What performance management should be doing for you
  • leadership
  • Blog post

What performance management should be doing for you

What has your performance management system done for your organization lately?

It’s not an idle question. In a survey we conducted, almost a quarter of responding HR pros said their CEOs cared more about effective performance management than any other HR area. (That ranked performance management second only to hiring and retention.)

Measuring success
So given this high level of high-level interest, how exactly can you tell whether your system is getting the best possible performance out of your employees?

For answers, we turned to Gary Markle, a performance management expert who, by the way, strongly believes traditional performance reviews are not the way to go. But more of that later.

Markle advises that you ask five questions to determine whether and how well your performance management efforts are delivering:

Does what we’re doing change behavior? Think of before and after. If you started a particular performance management effort to reduce absenteeism, did it in fact go down? If you implemented a new sales commission system, did revenue actually rise?

Are we motivating people to work hard? You may be able to measure this by looking at whether productivity has risen during the life of your performance management system. There are qualitative measures, too. As Markle puts it, motivation is in “How early did they come to work? How late did they stay? Did they take stuff home with them? Did they tell you about stuff they thought about in the shower?”

Does our system have an impact on employee turnover? It’s usually your best employees who leave. You can’t pry your worst folks out with a crowbar. It’s your best people everybody else wants. So, performance management should be focusing people on the career they’re able to attain with you – not just a job, but a career. Only then can you be sure that your best people will stay aboard.

Are we able to regularly and confidently promote people? Think about the “Salmon syndrome” – the employee who dashes upstream so uncontainably that he or she jumps over all barriers to advancement. An effective performance management system must identify these employees and provide them with the skills they’ll need for the next job in the organization.

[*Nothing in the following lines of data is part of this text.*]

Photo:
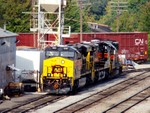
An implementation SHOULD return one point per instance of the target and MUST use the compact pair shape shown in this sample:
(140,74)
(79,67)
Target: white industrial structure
(7,56)
(48,18)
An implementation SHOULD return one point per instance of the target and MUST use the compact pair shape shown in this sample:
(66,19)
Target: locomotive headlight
(65,75)
(48,74)
(62,61)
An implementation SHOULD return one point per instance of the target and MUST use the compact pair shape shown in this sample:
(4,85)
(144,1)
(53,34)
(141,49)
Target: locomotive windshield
(52,53)
(67,54)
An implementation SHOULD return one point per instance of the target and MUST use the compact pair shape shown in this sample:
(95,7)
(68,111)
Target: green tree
(72,17)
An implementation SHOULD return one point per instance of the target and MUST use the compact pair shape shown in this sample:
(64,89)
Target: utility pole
(81,24)
(34,22)
(118,6)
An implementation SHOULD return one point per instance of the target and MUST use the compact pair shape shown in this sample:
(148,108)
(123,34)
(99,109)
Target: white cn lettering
(139,41)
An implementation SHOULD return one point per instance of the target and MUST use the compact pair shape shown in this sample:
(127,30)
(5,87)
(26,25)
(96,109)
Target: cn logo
(139,42)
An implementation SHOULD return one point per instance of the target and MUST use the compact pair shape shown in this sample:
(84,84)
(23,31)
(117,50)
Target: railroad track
(112,92)
(33,104)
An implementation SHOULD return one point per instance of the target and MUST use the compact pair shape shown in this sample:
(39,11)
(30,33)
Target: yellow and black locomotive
(68,67)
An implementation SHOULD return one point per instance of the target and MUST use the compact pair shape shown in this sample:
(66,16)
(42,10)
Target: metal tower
(49,19)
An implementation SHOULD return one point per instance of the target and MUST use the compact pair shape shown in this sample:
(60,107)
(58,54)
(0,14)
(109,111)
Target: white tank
(51,5)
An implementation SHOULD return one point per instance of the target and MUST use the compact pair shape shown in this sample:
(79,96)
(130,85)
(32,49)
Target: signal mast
(49,19)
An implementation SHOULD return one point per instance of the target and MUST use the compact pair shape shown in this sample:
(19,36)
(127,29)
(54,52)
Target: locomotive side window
(52,53)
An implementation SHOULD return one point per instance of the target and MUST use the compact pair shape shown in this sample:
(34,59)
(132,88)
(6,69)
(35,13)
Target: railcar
(68,67)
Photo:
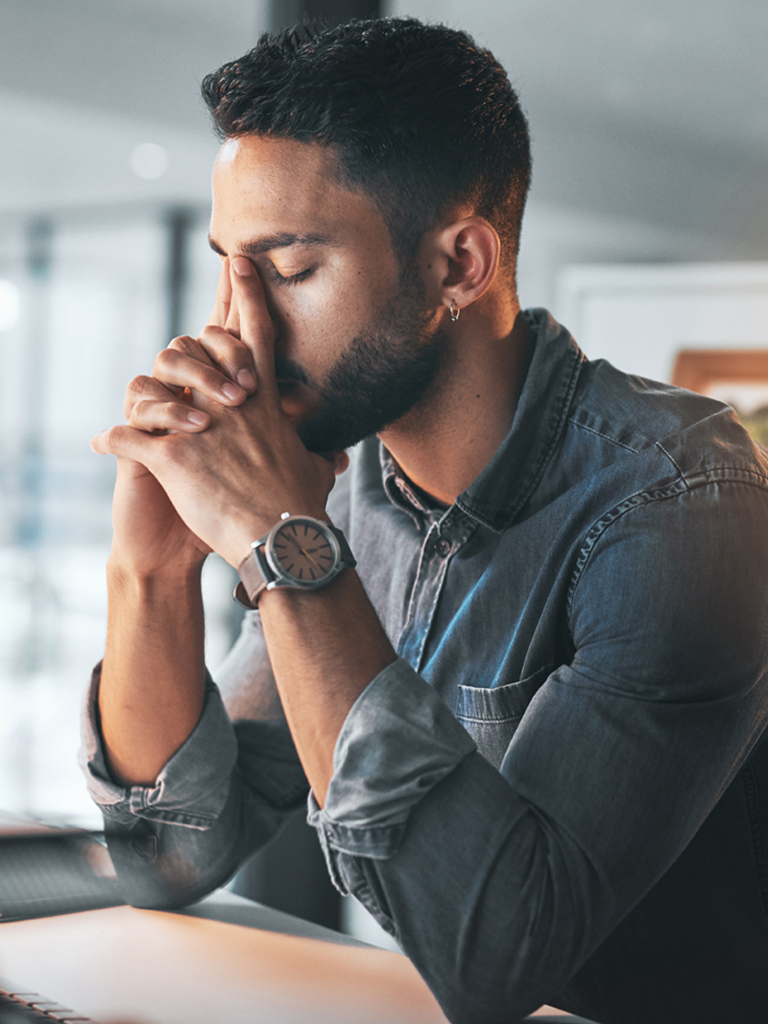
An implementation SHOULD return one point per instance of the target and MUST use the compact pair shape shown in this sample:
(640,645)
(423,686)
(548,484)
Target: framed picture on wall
(735,376)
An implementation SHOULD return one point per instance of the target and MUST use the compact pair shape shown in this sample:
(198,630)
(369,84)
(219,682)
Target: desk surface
(123,966)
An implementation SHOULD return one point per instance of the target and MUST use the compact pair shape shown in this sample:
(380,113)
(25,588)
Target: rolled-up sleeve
(377,782)
(222,795)
(192,788)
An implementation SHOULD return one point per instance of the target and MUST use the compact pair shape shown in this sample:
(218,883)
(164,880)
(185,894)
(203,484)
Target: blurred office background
(650,141)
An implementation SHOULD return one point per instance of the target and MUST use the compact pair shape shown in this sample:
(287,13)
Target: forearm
(325,648)
(153,679)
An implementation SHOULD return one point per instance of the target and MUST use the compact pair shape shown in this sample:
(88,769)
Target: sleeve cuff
(398,740)
(190,790)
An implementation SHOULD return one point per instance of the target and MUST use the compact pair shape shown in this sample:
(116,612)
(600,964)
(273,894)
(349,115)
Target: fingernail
(231,391)
(242,266)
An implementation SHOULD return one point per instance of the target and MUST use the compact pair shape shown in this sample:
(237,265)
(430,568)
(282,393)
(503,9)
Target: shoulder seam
(599,433)
(724,474)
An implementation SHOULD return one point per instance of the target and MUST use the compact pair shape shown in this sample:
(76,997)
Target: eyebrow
(282,241)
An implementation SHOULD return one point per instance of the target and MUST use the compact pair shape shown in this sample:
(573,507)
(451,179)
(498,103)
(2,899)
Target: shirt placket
(444,537)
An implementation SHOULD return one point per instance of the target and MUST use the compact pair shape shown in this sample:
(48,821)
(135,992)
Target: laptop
(46,870)
(53,872)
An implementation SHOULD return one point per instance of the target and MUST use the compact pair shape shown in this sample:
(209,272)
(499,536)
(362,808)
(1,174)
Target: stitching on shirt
(660,448)
(489,721)
(606,437)
(724,474)
(758,844)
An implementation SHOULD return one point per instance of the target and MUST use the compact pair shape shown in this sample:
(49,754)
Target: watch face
(303,550)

Does our system avoid creating the hurt and surprise that fuel employee lawsuits? Under a good performance management system, managers tell employees how they’re really doing. In other words, if you have to fire someone for poor performance, it shouldn’t come as a surprise. Markle says: “If your system encourages people to be direct and honest even when someone’s failing, that will mitigate the righteous indignation that causes lawsuits.”

There you are. If you answered “yes” to all five questions, you probably don’t need to read on.

If, however, you have to admit to one or two “nos” or “maybes,” Markle suggests you consider tossing your traditional performance reviews and adopting this three-point approach:

1. Focus on the future, not the past
The past is important only insofar as it affects the future. So if a manager sees trends in an employee’s past that he thinks will predict future performance, bring them up by all means. But the context of the evaluation should never dwell on an employee’s past misdeeds or failures. Traditional performance reviews, with their emphasis on “reviewing” the past, do so, and it doesn’t help the employee improve.

2. Avoid giving grades
The grading process focuses the evaluator and evaluee tightly on the past. “Grades are a way of dismissing all the rest of the conversations” that should take place about the employee’s future, Markle says. Note: There are some times when grading is appropriate, such as if you’re doing a ranking for layoffs or promotions. But not for regular evaluations.

3. Redefine the manager’s role
Managers shouldn’t act like judges or even prosecutors. A manager in a performance evaluation – and at other times, too – should be a coach. Markle espouses what he calls catalytic coaching, “which is about saying to somebody’s face the kind of thing you say about them behind their back in a way that will help them change their behavior and do better.” Example: An employee who aspires to manage others fails to control her temper. At her evaluation her catalytic coach (i.e., her manager), points out that she’ll flop as a manager if she flies off the handle all the time. Then the coach works with her for the next six months to reinforce her efforts at better self-control.